Les Chemins de l'Inca, aussi connus sous le nom quechua de Qhapaq Ñan, et en espagnol de caminos del Inca, convergent vers Cuzco, la capitale et le centre de Tawantinsu, autrement dit l'Empire Inca, à l'instar de toutes les routes de l'Empire Romain qui menaient sans exception à Rome.
Ces voies, depuis Santiago de Chili tout au sud jusqu'à Quito à son point le plus septentrional, mais aussi depuis la côte Pacifique jusqu'aux sommets andins, forment encore aujourd'hui un réseau de routes plus ou moins praticables. Elles couvrent un immense territoire, pareilles à une toile d'araignée géante déployée sur plus de 22 000 kilomètres. Elles ont permis, depuis des siècles, à toutes les régions traversées de communiquer les unes avec les autres, et d'accéder à la capitale de l'Empire rapidement.
De nos jours, ces chemins existent toujours. Qu'ils soient faits de pavés, de pierre, d'escaliers ou de ponts de cordes, ils sont souvent restés dans le même état que jadis (rien à voir avec le grand-père d'Avedis, voyons !), parfois détériorés par les nombreux séismes qui secouent régulièrement la région. Désormais ils sont restaurés dans un souci de conservation du patrimoine, de manière à ce qu'ils restent accessibles pour les nombreux randonneurs en quête des fabuleuses cité d'or et autres panoramas à haut pouvoir instagramable.

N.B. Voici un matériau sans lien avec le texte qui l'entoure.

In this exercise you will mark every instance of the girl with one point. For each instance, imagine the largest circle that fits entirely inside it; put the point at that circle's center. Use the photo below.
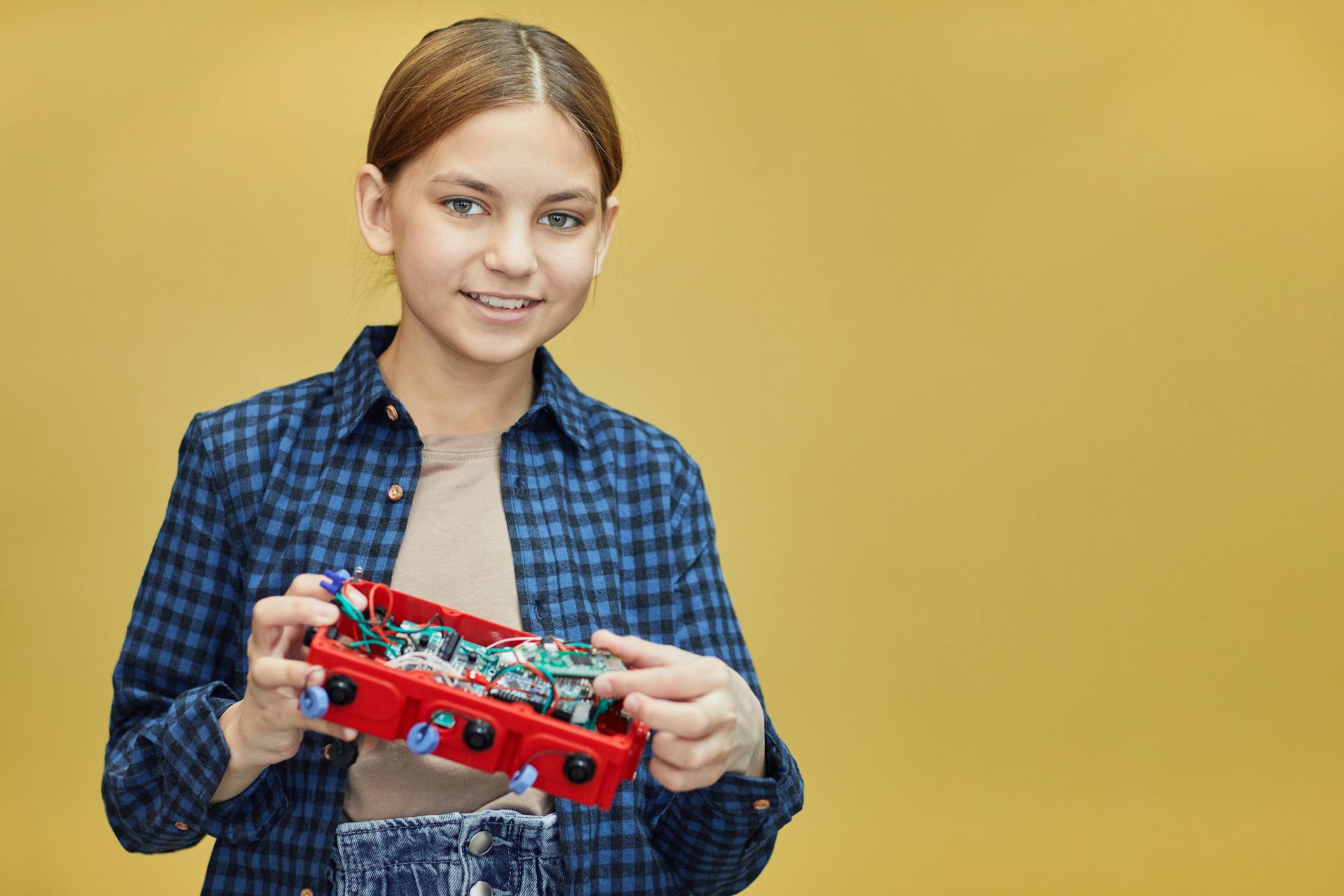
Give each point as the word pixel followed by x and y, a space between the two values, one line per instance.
pixel 451 457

Toutefois, et Avedis l'apprit à ses dépends, il est strictement défendu de les parcourir avec des véhicules à moteur, pour des raisons de sécurité et de préservation plutôt évidentes. La réglementation étant très stricte à ce sujet, aucune exception ne serait faite. Avedis décida donc qu'ils emprunteraient les voies secondaires, beaucoup moins fréquentées et surveillées, sur lesquelles ils pourraient toujours utiliser le side-car, sans que ça leur gâche le plaisir de voyager.

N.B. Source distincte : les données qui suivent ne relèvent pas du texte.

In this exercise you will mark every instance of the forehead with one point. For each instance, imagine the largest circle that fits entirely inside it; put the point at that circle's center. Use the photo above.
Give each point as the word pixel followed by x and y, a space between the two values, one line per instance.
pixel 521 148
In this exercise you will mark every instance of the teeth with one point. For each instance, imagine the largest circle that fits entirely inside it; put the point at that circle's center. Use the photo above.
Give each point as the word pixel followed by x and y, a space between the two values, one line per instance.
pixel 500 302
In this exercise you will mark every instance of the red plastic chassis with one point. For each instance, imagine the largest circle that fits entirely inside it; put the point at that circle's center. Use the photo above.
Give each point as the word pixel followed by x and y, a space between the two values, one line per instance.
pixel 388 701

Ils quittèrent la région de Putre pour prendre la direction du nord. Il leur restait près de 700 kilomètres pour rejoindre la mythique cité inca, via le volcan Tacora et son petit village d'Aguas Calientes, voisins du Chupiquiña et de la fameuse lagune blanche, littéralement coupée en deux par la frontière avec le Pérou. L'itinéraire ne posait pour le moment aucune difficulté particulière en dehors du relief escarpé, de la route cabossée et de l'abondance d'animaux qui semblaient défier le code de la route en traversant à tort et à travers devant eux, pour ne pas changer. Un vrai régal.

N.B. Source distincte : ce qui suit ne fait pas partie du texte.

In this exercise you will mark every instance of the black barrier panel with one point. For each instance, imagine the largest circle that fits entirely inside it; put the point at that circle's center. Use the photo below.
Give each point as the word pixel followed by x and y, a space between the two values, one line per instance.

En filant vers le nord-ouest, ils franchirent la frontière péruvienne sans aucun souci. Par bonheur, personne ne se manifesta au poste de douane, et Avedis n'eut qu'à manœuvrer discrètement le side-car pour passer la barrière. Il guettait tout signe de mouvement par la fenêtre du poste, d'où on entendait des éclats de voix. D'après ce qu'il entendit, les gardes se trouvaient à ce moment précis en plein bingo-Texas-hold'em, où la mise représentait une forte somme en pesos canadiens, et où le Pisco coulait à flots...
Une fois ce passage délicat accompli, ils arrivèrent près du volcan Challamoco et de la lagune bien-nommée Viscacha, où ils rencontrèrent des hordes de viscaches, ces adorables petits animaux rondouillards, mi-lapins, mi-chinchillas. Ils y firent une halte avant de remonter plein nord, et déjeunèrent dans une cahute tenue par un vieux couple d'expatriés néerlandais qui vendait entre autres de délicieux mollets de truite cuits à la braise, une spécialité locale qui manque vraiment à être connue.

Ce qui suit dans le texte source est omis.